De prioritering van aanvragen voor een conformiteitsbeoordeling van liften en veiligheidscomponenten voor liften op grond van lid 2 leidt niet tot onevenredige extra kosten voor de installateurs en fabrikanten die die aanvragen hebben ingediend.
4.
De aangemelde instanties leveren redelijke inspanningen om hun testcapaciteit te vergroten voor de in lid 1 bedoelde liften en veiligheidscomponenten voor liften in verband waarmee de aanmelding bij hen is gebeurd.
Artikel 41 quater
Afwijking van de conformiteitsbeoordelingsprocedures die de betrokkenheid van een aangemelde instantie vereisen
1.
In afwijking van artikel 15 kan een lidstaat op grond van een naar behoren gemotiveerd verzoek van een marktdeelnemer toestemming verlenen voor het in de handel brengen op het grondgebied van die lidstaat van een specifieke veiligheidscomponent voor liften die is opgenomen in de in artikel 41 bis, lid 1, bedoelde uitvoeringshandeling en waarvoor de in artikel 15 bedoelde conformiteitsbeoordelingsprocedures die de betrokkenheid van een aangemelde instantie vereisen, niet zijn uitgevoerd, maar waarvoor is aangetoond dat aan alle toepasselijke essentiële gezondheids- en veiligheidseisen van deze richtlijn is voldaan in overeenstemming met de in die vergunning bedoelde procedures.
2.
In afwijking van artikel 16 kan een lidstaat op grond van een naar behoren gemotiveerd verzoek van een marktdeelnemer toestemming verlenen voor het in de handel brengen op het grondgebied van die lidstaat van een specifieke lift die is opgenomen in de in artikel 41 bis, lid 1, bedoelde uitvoeringshandeling en waarvoor de in artikel 16 bedoelde conformiteitsbeoordelingsprocedures die de betrokkenheid van een aangemelde instantie vereisen, niet zijn uitgevoerd, maar waarvoor is aangetoond dat aan alle toepasselijke essentiële gezondheids- en veiligheidseisen van deze richtlijn is voldaan in overeenstemming met de in die vergunning bedoelde procedures.
3.
De lidstaat stelt de Commissie en de andere lidstaten onmiddellijk in kennis van een eventuele vergunning die is afgegeven overeenkomstig lid 1 of 2 van dit artikel. Mits de eisen in de vergunning garanderen dat wordt voldaan aan de toepasselijke essentiële gezondheids- en veiligheidseisen van bijlage I, stelt de Commissie onverwijld een uitvoeringshandeling vast waarbij de geldigheid van de door een lidstaat overeenkomstig lid 1 of 2 van dit artikel verleende vergunning tot het grondgebied van de hele Unie wordt uitgebreid, en bepaalt zij de voorwaarden waaronder de specifieke lift of veiligheidscomponent voor liften in de handel mag worden gebracht. Bij het opstellen van de ontwerpuitvoeringshandeling kan de Commissie nationale markttoezichtautoriteiten verzoeken relevante informatie of opmerkingen te verstrekken over de technische beoordeling die als basis heeft gediend voor de in lid 1 of 2 van dit artikel bedoelde vergunning. Die uitvoeringshandeling wordt vastgesteld volgens de in artikel 42, lid 3, bedoelde onderzoeksprocedure.

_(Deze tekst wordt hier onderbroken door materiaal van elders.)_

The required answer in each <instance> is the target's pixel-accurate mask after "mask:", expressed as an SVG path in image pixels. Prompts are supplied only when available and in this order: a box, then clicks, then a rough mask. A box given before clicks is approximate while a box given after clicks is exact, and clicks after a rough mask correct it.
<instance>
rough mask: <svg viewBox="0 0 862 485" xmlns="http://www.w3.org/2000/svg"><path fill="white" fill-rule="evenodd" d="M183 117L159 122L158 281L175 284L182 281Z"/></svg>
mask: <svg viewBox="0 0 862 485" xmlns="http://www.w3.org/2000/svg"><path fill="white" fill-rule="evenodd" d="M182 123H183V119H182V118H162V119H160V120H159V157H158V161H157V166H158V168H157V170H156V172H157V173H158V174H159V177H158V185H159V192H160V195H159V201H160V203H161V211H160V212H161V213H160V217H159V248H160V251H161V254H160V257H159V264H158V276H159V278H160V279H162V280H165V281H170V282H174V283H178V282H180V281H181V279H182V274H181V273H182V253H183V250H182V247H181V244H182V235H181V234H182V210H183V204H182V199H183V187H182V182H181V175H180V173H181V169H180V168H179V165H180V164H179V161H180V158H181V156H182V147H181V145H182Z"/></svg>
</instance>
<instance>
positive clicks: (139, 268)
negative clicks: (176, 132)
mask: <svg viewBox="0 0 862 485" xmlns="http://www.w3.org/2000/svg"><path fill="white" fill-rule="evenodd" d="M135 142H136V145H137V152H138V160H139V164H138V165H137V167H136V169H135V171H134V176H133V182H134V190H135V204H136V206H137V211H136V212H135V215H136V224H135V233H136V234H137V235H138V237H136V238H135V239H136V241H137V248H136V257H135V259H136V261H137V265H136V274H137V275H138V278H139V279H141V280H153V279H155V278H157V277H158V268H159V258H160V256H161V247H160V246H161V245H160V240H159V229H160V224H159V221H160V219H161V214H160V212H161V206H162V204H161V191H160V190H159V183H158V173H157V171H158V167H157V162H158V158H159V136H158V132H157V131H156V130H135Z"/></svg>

Op liften of veiligheidscomponenten voor liften waarop de in de eerste alinea bedoelde uitbreiding van de geldigheid van toepassing is, wordt vermeld dat zij als “crisisrelevante goederen” in de handel worden gebracht. In de in de eerste alinea bedoelde uitvoeringshandeling worden de inhoud en de presentatie van die informatie gespecificeerd. Die informatie en eventuele etikettering zijn duidelijk, verstaanbaar en begrijpelijk en worden, indien relevant, verwoord in een door de betrokken lidstaat bepaalde taal die de consumenten en andere eindgebruikers gemakkelijk kunnen begrijpen.
4.
Om naar behoren gemotiveerde dwingende redenen van urgentie die verband houden met de noodzaak om de gezondheid en veiligheid van personen te beschermen, stelt de Commissie volgens de in artikel 42, lid 4, bedoelde procedure onmiddellijk toepasselijke uitvoeringshandelingen vast.
5.
Zolang een in lid 3 en 4 bedoelde uitvoeringshandeling niet is vastgesteld, is de door een bevoegde nationale autoriteit in één lidstaat verleende vergunning alleen geldig op het grondgebied van die lidstaat en op het grondgebied van alle andere lidstaten waarvan de bevoegde nationale autoriteiten de geldigheid van die vergunning hebben erkend vóór de vaststelling van een dergelijke uitvoeringshandeling. De lidstaten stellen de Commissie en de andere lidstaten in kennis van elk besluit waarbij de geldigheid van die vergunning wordt erkend.
6.
Installateurs van liften of fabrikanten van veiligheidscomponenten voor liften waarop de in de leden 1 of 2 bedoelde vergunningsprocedure van toepassing is, verklaren op eigen verantwoordelijkheid dat de liften of de veiligheidscomponenten voor liften in kwestie voldoen aan alle toepasselijke essentiële gezondheids- en veiligheidseisen en zijn verantwoordelijk voor de naleving van alle door de bevoegde nationale autoriteit aangegeven conformiteitsbeoordelingsprocedures.
7.
In elke op grond van lid 1 of 2 afgegeven vergunning worden de voorwaarden en eisen vermeld waaronder de lift of veiligheidscomponent voor liften in de handel mag worden gebracht. Dergelijke vergunningen bevatten ten minste het volgende:
a)
een beschrijving van de procedures waarmee met succes is aangetoond dat aan de toepasselijke essentiële gezondheids- en veiligheidseisen van bijlage I bij deze richtlijn is voldaan;
b)
eventuele specifieke eisen met betrekking tot de traceerbaarheid van de lift of de veiligheidscomponent voor liften in kwestie;
c)
een einddatum van de geldigheid van de vergunning, die niet later mag vallen dan de laatste dag van de periode waarvoor de noodfase voor de interne markt is geactiveerd in overeenstemming met artikel 18 van Verordening (EU) 2024/2747;
d)
eventuele specifieke eisen met betrekking tot de noodzaak om een permanente conformiteitsbeoordeling van de liften of veiligheidscomponenten voor liften in kwestie te waarborgen;
e)
maatregelen die na het verstrijken of deactiveren van de noodfase voor de interne markt moeten worden genomen ten aanzien van de liften of veiligheidscomponenten voor liften in kwestie die in de handel zijn gebracht.
8.
In afwijking van de artikelen 3, 18 en 19 worden liften of veiligheidscomponenten voor liften waarvoor overeenkomstig lid 1 of 2 van dit artikel een vergunning is verleend, niet voorzien van de CE-markering en is artikel 3 daarop niet van toepassing.
9.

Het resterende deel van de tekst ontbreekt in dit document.